Apples grown the old-fashioned way.

You might not know Sally and Don Schmitt by name. But you know of them by their legacy.

They were the original owners of the French Laundry in Yountville. They transformed what was once variously a bar, laundry, brothel, then run-down rooming house into a destination restaurant with a prix fixe menu even back then that attracted wide acclaim and visits from the likes of Julia Child and Marion Cunningham. Opened in 1978, Don was the maitre d’ and Sally was the cook, serving up five French-comfort-style courses that topped out at $46 per person.

Entrepreneurs and pioneers, Sally and Don Schmitt.

In 1994, after a number of restaurateurs eyed the property with interest, the couple decided to take the chance to sell it to a then down-on-his-luck, young chef named Thomas Keller.

As Sally deadpans now, “That turned out pretty well, didn’t it?”

The Schmitts ran the original French Laundry restaurant. Here is their menu on opening night in 1978.

Sally, 79, and Don, 81 have a gift for seeing the potential in things most folks would turn their backs on.
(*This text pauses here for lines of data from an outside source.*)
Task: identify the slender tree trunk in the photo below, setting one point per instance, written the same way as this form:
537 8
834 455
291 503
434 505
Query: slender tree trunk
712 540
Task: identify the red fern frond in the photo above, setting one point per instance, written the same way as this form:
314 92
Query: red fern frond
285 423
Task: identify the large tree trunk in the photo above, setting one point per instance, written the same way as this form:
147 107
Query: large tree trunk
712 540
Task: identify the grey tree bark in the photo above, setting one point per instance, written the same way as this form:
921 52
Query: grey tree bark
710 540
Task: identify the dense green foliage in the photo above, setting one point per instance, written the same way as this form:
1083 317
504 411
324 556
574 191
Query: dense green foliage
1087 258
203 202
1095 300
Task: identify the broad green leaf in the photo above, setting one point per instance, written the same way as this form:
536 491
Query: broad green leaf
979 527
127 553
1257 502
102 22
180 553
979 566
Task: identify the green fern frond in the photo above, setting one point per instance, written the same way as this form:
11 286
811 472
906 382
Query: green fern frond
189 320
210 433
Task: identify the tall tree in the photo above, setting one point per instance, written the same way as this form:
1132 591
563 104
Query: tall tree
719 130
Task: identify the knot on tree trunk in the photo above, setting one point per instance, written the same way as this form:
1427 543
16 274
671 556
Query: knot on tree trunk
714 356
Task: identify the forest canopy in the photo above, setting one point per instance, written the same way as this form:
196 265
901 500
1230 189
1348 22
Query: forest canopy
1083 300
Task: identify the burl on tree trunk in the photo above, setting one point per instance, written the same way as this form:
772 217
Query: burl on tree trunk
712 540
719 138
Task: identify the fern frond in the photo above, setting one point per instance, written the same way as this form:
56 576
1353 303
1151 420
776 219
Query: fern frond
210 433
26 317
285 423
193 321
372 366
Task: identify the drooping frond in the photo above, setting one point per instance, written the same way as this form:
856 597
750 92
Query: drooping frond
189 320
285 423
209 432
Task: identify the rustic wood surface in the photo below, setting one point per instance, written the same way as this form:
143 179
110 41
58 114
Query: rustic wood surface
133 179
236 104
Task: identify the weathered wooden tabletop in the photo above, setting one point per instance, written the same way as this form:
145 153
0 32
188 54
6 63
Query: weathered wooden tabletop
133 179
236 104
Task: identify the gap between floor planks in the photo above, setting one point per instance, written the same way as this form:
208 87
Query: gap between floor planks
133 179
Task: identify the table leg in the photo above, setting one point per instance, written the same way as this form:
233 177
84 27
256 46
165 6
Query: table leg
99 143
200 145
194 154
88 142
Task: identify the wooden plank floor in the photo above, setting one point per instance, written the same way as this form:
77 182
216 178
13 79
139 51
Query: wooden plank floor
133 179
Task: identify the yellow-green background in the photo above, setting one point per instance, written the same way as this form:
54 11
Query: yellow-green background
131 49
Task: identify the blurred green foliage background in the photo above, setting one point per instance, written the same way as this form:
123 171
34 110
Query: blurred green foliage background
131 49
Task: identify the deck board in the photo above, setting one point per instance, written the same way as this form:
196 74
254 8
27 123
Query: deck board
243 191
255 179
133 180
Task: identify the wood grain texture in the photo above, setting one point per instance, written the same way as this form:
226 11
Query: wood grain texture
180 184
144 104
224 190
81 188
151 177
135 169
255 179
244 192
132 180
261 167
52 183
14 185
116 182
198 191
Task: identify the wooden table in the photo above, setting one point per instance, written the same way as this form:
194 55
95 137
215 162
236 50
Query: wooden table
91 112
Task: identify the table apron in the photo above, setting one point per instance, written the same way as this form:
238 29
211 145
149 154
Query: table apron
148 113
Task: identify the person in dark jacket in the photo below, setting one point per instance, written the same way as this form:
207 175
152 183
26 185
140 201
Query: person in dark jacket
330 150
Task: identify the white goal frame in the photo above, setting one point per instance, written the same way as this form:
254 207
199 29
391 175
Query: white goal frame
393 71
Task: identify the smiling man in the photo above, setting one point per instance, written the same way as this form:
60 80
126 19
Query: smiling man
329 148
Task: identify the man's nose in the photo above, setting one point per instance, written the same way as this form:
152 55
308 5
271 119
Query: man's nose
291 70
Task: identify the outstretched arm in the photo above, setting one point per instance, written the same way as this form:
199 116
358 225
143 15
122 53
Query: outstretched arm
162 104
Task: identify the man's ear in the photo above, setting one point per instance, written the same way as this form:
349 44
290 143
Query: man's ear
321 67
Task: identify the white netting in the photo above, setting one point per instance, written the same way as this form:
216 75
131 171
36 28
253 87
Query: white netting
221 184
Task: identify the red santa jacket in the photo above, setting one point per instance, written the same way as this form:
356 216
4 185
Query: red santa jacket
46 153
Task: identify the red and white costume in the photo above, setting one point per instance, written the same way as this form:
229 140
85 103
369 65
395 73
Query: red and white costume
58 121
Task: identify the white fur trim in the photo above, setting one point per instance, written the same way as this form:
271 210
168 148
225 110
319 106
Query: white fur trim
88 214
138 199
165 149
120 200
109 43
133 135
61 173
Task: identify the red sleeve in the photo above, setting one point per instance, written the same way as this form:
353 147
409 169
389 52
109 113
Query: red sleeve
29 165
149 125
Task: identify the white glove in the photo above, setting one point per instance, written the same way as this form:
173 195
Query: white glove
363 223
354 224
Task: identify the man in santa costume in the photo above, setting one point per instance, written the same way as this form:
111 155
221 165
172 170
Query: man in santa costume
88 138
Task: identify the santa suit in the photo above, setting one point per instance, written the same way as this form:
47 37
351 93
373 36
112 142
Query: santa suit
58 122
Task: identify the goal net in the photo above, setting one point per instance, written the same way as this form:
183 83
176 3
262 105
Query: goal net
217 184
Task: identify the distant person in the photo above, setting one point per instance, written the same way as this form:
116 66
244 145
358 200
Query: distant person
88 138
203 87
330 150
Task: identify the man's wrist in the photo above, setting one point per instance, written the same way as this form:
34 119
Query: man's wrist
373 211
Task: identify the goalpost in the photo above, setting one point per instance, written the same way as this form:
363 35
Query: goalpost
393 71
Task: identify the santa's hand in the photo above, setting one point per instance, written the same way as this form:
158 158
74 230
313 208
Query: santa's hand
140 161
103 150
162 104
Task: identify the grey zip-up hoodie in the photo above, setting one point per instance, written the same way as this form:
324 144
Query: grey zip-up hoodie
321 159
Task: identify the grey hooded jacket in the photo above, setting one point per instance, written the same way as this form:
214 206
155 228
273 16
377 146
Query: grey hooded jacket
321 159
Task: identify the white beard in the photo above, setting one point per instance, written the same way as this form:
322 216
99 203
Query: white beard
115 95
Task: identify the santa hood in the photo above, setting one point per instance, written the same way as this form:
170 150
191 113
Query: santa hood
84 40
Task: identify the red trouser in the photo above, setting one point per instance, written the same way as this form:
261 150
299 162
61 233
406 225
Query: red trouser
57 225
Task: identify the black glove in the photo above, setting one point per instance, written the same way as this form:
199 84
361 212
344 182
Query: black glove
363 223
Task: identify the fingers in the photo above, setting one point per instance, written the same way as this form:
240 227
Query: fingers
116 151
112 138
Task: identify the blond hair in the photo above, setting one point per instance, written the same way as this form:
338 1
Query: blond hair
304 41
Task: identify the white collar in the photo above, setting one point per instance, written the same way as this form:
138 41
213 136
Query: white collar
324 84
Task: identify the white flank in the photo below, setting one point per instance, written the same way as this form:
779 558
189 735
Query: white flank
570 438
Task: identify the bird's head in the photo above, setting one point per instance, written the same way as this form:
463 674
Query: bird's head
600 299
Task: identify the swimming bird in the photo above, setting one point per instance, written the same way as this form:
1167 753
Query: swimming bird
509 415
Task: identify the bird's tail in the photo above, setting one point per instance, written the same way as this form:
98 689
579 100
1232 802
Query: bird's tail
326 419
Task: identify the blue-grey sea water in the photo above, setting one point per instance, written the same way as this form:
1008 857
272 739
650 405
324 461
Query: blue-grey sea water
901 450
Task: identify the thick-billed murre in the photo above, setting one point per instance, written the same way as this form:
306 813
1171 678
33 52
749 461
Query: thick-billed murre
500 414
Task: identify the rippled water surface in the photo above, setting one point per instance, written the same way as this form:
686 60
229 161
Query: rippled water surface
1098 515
After selling the French Laundry, they went on to refurbish yet another run-down property — a 30-acre swath in Philo in Mendocino County near the Navarro River. They turned what was once a decrepit sharecroppers farm into a thriving biodynamic farm specializing in heirloom apples. The Philo Apple Farm is so picturesque now that it’s a favorite setting for retailer Pottery Barn to do its catalog shoots.